The 12th Annual Electronic Records and Retention Conference in San Francisco finished yesterday and was once again a great experience. This smallish conference is put on by Thomson LegalWorks every fall in New York, Chicagoand San Francisco, with Houston added to the list this year.  Co-chaired by Browning Marean of DLA Piper, Laura Kibbe of TLC and George Socha, the educational sessions feature a high concentration of practicing litigators and judges who bring a combination of expertise, experience and enthusiasm that results in an enormous amount of relevant and comprehensive course material.   

As I mentioned in my post yesterday, two areas of discussion stood out for me.  The first is the issue of ethics and competent representation revolving around techical expertise  that Ralph Losey  and Ken Withers  have been championing.  Although I agree with both these great minds on their analysis, I personally think the core problem goes a bit deeper to an overall understanding of the discovery process and the basics of civil procedure.  That issue has been discussed in depth by Magistrate Judge Grimm in the Mancia decision but I would also point you to an article written by Judge James Rosenbaum in the July 2007 issue of Federal Lawyer entitled “The Death of E-Discovery”.

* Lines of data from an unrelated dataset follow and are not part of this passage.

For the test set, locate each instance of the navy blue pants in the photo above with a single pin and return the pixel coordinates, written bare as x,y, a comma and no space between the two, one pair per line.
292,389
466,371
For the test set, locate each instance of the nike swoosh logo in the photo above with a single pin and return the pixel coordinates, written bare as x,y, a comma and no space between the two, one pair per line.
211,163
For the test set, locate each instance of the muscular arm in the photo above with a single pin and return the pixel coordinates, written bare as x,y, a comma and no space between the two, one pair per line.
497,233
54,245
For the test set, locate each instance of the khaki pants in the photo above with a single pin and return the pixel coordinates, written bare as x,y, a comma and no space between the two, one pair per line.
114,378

Judge Rosenbaum (who was a speaker at the EDRR Conference in San Francisco) writes  that discovery is discovery and e-discovery is nothing more that “..old wine in electronic bottles”.  Comparing the growth of the ED market to the voracious plant Audrey in The Little Shop of Horrors, Judge Rosenbaum posits that all good discovery still relies on “..the sensible winnowing process that good lawyers have performed for years.”   Bravo.  As I’ve always said … computers are fast and people are slow but computers are dumb, only people are smart.  Good computers don’t replace good lawyering.

Which leads us to the second large issue: concept searching. Once again, Judge Grimm has lead the charge up the electronic hillside with his decision in Victor Stanley which derides the use of simple search technology and puts forth the need for concept searching.  Two problems: one, nobody know what concept searching is and two, lawyers don’t trust it.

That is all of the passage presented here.